Let $h\in G$, $x\in X$.
Then \begin{align} n\cdot (h\cdot x) = h\cdot x &\iff& (gng^{-1}ghg^{-1})\cdot x &= (ghg^{-1})\cdot x\\ &\iff& (mghg^{-1})\cdot x &= (ghg^{-1})\cdot x \end{align} Note $gGg^{-1} = G$, so letting $k=ghg^{-1}$, we've shown for all $k\in G$, $x\in X$, $$(mk)\cdot x= k\cdot x$$ Hence $m=gng^{-1}\in\textrm{Stabp}_G(G\cdot X)$.
It turns out this result is clear to see if you view the action as a homomorphism into the symmetric group of $S$.
If the action is restricted to a union of orbits $G\cdot X$, then $\textrm{Stabp}_G(G\cdot X)$ is the kernel of the action. That explains why I could not find a formulation of the result in this specific way.

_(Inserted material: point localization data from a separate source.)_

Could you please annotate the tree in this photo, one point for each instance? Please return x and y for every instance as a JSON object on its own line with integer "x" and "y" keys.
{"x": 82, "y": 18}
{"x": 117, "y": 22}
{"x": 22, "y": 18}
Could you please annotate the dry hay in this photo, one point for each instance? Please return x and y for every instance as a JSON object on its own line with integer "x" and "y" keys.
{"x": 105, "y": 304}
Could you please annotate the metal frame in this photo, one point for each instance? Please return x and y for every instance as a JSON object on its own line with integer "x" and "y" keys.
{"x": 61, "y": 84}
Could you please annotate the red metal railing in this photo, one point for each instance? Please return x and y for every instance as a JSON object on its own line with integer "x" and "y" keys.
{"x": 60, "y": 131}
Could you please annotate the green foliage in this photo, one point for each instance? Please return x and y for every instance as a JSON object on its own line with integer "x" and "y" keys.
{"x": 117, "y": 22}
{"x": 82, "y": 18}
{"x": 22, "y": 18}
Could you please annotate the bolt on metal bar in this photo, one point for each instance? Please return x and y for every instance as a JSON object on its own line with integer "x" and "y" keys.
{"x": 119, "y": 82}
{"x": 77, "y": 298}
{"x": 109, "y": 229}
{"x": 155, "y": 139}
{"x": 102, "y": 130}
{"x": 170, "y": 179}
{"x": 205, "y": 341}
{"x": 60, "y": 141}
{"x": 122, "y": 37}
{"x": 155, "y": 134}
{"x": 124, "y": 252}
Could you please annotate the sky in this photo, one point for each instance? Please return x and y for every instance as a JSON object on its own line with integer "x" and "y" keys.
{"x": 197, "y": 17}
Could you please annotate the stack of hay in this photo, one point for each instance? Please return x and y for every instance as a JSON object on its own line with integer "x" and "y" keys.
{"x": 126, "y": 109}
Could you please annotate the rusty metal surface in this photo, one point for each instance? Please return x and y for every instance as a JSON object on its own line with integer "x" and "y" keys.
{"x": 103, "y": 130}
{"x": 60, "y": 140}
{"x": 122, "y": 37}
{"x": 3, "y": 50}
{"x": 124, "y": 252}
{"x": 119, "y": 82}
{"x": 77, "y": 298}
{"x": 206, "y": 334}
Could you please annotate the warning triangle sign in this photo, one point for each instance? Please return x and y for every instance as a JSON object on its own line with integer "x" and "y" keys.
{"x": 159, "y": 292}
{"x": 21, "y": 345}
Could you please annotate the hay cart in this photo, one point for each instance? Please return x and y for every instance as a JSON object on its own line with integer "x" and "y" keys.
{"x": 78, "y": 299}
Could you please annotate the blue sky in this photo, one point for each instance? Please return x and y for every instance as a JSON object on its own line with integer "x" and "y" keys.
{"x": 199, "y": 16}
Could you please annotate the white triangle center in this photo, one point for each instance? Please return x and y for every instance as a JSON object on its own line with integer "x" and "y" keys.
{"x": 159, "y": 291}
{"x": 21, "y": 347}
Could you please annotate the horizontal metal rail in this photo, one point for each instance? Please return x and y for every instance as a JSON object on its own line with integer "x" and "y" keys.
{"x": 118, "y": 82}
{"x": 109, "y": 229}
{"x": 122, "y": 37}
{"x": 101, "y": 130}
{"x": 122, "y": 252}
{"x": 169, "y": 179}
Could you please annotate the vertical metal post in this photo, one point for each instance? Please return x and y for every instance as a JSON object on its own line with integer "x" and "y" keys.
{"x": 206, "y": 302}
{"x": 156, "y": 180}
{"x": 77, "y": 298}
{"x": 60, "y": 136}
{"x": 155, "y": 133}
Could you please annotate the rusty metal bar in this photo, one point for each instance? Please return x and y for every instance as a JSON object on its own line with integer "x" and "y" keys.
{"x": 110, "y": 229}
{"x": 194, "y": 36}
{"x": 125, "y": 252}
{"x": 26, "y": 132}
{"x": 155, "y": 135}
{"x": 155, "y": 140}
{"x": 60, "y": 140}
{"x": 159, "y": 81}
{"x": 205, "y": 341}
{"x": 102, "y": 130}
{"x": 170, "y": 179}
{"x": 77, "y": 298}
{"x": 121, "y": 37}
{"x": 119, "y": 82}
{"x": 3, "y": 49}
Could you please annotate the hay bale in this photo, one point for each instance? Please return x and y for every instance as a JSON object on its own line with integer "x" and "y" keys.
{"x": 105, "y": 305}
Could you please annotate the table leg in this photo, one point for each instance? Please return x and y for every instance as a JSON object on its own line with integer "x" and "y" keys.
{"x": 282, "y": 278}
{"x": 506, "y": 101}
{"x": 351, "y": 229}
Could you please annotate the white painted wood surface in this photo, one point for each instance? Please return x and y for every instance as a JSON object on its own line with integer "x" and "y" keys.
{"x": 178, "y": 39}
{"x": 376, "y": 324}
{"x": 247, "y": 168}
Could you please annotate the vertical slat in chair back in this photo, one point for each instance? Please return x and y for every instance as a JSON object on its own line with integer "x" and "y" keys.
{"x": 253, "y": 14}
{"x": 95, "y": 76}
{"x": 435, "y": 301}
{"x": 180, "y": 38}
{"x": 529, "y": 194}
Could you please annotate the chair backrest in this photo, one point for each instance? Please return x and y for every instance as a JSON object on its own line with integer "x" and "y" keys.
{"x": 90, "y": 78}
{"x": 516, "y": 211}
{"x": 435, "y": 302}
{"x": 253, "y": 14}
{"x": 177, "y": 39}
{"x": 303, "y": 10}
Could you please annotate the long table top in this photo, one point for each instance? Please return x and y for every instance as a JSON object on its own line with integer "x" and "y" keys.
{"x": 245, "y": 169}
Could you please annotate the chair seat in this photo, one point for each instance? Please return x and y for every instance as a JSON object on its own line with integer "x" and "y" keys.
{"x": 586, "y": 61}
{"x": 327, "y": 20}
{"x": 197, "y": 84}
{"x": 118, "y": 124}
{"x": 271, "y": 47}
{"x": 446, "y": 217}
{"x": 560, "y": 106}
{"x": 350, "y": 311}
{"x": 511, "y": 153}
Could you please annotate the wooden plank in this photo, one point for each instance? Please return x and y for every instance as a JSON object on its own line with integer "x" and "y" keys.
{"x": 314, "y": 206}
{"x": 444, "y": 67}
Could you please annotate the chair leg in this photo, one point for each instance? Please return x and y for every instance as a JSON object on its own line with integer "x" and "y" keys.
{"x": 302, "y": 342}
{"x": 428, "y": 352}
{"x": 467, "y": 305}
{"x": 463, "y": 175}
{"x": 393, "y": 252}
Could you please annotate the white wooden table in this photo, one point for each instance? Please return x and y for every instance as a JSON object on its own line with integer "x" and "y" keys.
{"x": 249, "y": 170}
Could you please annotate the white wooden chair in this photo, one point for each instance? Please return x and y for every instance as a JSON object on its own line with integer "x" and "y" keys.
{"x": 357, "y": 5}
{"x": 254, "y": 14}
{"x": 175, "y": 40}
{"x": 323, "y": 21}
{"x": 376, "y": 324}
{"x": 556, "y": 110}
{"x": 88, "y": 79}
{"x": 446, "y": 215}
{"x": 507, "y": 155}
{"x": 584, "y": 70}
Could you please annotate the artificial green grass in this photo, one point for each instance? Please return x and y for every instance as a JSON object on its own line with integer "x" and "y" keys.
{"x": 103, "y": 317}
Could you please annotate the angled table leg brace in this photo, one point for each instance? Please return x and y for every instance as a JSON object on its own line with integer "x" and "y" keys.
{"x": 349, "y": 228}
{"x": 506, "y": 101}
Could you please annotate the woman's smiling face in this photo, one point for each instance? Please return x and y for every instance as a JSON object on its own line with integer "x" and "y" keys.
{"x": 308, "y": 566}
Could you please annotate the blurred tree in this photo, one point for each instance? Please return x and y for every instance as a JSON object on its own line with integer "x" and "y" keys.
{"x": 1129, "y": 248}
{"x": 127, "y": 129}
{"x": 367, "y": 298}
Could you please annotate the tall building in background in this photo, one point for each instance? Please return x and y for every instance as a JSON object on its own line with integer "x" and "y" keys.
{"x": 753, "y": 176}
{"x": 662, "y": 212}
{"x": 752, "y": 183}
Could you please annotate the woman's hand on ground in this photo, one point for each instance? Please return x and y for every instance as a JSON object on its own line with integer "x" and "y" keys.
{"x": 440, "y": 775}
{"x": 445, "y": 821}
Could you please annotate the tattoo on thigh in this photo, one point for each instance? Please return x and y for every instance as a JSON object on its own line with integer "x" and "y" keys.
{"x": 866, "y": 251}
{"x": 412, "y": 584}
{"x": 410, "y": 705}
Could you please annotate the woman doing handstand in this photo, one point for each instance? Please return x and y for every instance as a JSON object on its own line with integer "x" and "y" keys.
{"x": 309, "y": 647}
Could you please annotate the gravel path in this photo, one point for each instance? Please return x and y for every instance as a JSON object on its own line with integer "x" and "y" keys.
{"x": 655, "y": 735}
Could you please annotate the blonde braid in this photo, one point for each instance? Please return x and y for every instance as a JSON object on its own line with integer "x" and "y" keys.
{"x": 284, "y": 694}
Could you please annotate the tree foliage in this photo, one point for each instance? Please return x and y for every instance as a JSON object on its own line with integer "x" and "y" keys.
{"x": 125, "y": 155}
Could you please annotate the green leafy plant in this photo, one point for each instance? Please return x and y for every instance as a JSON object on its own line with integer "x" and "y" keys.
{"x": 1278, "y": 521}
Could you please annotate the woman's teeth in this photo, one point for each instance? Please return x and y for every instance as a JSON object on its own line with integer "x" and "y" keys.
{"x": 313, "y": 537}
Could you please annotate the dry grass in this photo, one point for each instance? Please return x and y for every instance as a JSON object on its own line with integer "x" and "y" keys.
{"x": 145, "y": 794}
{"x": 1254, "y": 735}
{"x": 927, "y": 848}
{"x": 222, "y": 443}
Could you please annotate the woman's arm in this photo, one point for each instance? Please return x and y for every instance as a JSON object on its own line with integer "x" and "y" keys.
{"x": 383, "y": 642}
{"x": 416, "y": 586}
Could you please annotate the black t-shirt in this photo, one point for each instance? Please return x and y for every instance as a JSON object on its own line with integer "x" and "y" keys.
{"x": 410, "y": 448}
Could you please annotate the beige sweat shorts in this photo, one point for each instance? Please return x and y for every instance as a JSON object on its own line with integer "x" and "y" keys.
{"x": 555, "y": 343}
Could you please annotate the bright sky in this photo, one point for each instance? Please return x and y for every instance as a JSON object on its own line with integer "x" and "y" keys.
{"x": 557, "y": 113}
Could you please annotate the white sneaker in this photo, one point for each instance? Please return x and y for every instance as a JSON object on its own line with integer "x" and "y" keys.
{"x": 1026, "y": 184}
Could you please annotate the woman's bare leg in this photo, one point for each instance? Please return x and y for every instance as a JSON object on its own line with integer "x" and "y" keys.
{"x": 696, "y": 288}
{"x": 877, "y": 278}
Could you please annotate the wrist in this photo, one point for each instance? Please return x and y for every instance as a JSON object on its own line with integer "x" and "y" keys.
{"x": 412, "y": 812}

As for a reverse implication, given an arbritrary set $G$ acts on, it is unlikely for all normal subgroups to be found this way. For example, there may only be one orbit while $G$ could have multiple normal subgroups (eg. let $G$ act on itself). So I will abandon this train of thought.